L'industriel québecois Bombardier, constructeur de pointe dans les domaines aéronautique et ferroviaire, a été officiellement choisi aujourd'hui par la SNCF et la région Ile de France pour construire les futurs trains de banlieue parisiens.
C'est la « commande du siècle » selon Jean-Paul Huchon, député socialiste de la région Ile-de-France. Le groupe québecois Bombardier, spécialisé dans la construction aéronautique et ferroviaire, s'est vu confirmer aujourd'hui la commande de 172 rames destinées à équiper le réseau Transilien d'ici à fin 2009. Le député PS a justifié le choix de Bombardier par « le tarif sensiblement inférieur aux autres » et par « la fiabilité sans doute plus grande ». L'entreprise de Montréal décroche ainsi un contrat de près de trois milliards de dollars, assorti d'une clause d'extension pour 200 rames supplémentaires qui devraient être livrées à partir de 2016. Jean-Paul Huchon a assuré que la totalité du matériel sera fabriqué en France ; en l'occurrence, c'est l'usine Bombardier de Crespin près de Valenciennes, seule adaptée à la construction de rames automotrices, qui sera sollicitée.

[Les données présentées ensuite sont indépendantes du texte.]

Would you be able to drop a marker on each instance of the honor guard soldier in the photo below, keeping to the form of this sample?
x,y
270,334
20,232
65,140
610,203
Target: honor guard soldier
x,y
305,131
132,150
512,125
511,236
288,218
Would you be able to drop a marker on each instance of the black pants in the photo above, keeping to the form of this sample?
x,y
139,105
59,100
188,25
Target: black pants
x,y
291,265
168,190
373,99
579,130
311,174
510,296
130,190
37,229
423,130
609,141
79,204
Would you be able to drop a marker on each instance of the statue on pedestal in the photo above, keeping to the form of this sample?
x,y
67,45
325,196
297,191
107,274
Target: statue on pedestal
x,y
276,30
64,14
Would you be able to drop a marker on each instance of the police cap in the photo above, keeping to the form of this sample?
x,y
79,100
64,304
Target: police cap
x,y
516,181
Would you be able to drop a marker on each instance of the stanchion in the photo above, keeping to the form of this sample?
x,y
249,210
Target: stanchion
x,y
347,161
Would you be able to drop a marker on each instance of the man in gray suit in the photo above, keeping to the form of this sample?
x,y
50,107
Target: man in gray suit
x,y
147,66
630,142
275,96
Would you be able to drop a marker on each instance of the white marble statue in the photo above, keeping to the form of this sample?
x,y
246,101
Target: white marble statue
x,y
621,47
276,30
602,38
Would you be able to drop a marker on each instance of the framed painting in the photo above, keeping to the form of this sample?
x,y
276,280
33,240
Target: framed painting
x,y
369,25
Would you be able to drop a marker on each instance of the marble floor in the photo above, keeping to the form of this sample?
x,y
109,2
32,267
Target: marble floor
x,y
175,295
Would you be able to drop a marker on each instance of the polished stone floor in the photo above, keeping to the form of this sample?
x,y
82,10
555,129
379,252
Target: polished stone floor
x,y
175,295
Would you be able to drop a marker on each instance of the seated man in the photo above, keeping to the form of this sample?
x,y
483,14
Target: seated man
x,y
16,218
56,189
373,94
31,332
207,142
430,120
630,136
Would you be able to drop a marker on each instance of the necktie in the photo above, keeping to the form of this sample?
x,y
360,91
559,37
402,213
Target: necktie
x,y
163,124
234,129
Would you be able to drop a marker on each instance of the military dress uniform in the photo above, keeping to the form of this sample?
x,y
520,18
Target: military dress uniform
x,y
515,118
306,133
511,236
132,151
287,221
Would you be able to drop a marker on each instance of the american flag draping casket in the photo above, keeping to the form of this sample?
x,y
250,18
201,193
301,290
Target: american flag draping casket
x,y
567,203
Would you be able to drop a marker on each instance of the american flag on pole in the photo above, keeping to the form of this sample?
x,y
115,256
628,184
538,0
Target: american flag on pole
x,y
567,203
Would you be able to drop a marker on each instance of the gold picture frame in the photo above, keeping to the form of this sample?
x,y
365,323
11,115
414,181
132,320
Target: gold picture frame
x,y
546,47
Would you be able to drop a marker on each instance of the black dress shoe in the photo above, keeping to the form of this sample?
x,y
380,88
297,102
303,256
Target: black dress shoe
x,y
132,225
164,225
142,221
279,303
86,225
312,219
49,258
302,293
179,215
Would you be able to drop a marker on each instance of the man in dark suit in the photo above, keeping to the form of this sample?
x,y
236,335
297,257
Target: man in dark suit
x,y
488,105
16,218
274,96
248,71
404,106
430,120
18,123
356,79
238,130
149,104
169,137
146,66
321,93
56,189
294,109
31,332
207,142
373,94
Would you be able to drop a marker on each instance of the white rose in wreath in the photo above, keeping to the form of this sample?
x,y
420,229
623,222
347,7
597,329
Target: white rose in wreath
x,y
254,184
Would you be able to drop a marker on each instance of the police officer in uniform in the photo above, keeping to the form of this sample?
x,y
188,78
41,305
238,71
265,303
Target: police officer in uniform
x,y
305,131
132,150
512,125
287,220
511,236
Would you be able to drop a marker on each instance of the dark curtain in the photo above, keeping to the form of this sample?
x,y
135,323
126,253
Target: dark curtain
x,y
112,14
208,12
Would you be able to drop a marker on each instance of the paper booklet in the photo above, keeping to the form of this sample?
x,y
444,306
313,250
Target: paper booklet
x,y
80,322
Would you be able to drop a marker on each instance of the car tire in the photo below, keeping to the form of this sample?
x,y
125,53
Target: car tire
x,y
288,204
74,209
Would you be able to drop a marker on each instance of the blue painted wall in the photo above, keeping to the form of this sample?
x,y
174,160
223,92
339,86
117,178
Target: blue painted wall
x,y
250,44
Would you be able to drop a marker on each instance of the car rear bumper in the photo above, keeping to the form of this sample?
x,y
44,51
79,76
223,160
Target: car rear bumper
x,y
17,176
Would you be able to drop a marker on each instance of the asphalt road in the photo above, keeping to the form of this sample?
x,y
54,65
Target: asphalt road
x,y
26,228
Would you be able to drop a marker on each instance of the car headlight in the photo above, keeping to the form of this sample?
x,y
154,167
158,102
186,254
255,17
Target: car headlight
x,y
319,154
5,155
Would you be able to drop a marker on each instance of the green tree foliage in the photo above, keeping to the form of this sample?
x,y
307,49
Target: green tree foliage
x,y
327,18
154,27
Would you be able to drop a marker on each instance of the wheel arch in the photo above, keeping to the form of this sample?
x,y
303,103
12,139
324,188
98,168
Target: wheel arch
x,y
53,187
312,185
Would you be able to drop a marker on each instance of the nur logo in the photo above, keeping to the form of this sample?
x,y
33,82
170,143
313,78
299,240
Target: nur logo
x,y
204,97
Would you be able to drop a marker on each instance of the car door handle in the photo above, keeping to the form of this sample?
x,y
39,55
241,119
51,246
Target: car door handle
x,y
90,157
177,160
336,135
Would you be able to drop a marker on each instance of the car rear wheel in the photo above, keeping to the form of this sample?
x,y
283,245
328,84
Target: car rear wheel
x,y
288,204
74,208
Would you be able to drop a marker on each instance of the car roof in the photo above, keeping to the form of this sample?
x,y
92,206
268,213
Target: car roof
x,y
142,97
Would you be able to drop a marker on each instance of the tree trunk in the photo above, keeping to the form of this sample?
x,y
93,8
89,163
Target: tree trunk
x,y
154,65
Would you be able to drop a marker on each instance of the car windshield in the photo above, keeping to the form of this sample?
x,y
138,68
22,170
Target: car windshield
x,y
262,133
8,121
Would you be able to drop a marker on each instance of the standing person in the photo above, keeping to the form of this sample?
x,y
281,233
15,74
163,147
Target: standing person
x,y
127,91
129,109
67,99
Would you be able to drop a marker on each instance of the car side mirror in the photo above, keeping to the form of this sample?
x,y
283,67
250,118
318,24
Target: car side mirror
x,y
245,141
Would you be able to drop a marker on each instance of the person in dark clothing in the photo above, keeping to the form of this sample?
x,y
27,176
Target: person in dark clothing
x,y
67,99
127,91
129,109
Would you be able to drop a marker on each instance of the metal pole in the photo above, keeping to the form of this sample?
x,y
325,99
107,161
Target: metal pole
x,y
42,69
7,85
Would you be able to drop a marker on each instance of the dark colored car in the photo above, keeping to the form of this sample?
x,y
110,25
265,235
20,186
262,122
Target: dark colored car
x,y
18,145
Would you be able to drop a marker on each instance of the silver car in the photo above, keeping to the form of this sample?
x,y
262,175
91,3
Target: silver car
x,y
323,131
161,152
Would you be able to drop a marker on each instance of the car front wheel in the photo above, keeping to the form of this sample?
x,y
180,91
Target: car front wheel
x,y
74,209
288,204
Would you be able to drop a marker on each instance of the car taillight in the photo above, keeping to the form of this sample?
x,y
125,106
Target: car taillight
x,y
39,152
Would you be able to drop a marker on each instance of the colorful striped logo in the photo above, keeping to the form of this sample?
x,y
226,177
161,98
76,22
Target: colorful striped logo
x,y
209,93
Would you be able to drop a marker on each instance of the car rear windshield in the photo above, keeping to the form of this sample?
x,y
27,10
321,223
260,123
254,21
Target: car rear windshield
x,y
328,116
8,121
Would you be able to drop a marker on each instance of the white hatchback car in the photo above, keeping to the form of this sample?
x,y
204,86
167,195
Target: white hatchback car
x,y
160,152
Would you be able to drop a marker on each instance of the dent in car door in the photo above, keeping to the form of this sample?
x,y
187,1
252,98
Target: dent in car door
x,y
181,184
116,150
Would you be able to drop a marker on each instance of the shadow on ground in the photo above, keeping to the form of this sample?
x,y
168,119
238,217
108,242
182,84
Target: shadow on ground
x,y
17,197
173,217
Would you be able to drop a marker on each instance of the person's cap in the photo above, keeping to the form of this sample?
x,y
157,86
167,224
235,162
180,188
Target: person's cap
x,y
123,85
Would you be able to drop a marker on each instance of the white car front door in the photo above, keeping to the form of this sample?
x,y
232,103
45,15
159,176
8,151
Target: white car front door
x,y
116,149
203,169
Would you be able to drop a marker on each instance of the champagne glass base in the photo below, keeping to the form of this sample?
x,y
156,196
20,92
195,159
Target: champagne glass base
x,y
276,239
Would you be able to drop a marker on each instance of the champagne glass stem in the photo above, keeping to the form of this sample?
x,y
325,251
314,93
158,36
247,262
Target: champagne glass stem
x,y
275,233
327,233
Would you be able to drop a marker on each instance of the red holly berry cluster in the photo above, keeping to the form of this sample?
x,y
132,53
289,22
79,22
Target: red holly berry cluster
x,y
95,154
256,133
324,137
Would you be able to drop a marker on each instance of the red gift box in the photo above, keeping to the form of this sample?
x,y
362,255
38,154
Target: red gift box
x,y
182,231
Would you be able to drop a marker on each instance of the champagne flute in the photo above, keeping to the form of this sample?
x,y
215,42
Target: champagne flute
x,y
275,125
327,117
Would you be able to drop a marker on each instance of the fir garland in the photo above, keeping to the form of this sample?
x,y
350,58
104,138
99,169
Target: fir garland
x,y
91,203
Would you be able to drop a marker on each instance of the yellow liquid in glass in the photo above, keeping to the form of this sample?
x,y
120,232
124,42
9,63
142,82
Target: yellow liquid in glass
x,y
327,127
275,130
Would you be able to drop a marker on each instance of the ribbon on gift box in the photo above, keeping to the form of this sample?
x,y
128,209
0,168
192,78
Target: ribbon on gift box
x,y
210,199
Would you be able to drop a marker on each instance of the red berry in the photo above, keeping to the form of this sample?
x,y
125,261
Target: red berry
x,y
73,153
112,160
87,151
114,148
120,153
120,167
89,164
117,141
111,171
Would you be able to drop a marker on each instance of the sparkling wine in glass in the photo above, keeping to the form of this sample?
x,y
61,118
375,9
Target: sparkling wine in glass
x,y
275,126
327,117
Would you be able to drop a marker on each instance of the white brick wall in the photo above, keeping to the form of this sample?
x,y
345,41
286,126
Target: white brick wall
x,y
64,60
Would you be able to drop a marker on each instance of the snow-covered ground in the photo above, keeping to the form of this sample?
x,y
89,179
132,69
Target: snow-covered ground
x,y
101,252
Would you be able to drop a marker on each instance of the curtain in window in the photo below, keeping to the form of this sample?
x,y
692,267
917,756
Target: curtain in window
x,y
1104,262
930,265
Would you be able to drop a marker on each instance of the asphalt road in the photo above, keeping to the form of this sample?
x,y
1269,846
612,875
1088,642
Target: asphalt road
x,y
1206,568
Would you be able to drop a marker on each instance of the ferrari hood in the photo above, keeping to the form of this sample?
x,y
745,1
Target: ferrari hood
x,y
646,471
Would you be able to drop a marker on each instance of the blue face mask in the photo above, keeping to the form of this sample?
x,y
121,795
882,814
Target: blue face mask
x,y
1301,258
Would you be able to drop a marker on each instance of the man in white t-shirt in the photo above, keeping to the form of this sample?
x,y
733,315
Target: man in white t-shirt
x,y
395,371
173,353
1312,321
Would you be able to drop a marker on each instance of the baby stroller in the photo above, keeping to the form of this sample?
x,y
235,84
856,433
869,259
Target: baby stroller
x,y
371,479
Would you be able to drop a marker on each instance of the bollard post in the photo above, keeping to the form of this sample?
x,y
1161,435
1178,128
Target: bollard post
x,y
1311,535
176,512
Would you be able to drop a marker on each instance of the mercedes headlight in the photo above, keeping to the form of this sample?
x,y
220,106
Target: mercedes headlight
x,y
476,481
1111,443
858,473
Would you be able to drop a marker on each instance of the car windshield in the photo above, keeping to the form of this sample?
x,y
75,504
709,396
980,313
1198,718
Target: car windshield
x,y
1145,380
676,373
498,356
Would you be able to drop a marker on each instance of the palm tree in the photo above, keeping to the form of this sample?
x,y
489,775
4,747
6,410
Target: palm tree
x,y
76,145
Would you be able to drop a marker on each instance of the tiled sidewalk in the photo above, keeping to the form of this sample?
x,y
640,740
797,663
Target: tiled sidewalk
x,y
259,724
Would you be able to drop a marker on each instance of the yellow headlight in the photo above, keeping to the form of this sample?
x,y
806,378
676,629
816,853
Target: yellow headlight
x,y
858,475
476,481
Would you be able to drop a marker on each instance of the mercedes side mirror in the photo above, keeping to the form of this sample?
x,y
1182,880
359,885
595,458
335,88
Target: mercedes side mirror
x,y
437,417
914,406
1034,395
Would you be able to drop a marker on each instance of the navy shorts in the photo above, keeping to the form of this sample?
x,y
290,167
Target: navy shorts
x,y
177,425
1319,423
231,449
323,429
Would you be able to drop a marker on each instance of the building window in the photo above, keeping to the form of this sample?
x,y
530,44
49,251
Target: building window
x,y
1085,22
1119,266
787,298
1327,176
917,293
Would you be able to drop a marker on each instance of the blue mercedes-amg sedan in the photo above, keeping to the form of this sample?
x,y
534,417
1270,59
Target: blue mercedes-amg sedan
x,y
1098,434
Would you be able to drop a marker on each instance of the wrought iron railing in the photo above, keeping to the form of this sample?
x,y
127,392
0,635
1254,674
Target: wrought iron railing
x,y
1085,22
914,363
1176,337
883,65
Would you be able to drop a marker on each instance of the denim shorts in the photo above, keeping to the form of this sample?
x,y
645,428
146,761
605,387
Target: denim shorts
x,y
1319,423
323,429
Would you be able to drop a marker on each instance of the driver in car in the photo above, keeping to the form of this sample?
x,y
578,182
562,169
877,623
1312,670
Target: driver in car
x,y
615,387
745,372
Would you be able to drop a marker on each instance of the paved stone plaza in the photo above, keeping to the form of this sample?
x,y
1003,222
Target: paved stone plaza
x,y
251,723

Le groupe québecois sort ainsi vainqueur d'un appel d'offres engagé en février 2004, et dans lequel s'opposaient également l'allemand Siemens et le français Alstom. Ce dernier, jusqu'alors le fournisseur attitré de la SNCF, se voit écarté d'un contrat juteux mais pourrait tout de même participer au chantier du nouveau Transilien. « Les usines d'Alstom auront elles aussi leur partie du marché et du travail », a précisé aujourd'hui Jean-Paul Huchon. Le choix d'un constructeur étranger ne manque toutefois pas d'alarmer les experts : « Il est paradoxal qu'au moment où Jacques Chirac est en Chine pour essayer notamment de soutenir le ferroviaire, l'opérateur public français fasse le choix d'un constructeur étranger », a souligné un spécialiste du secteur pour le journal le Monde.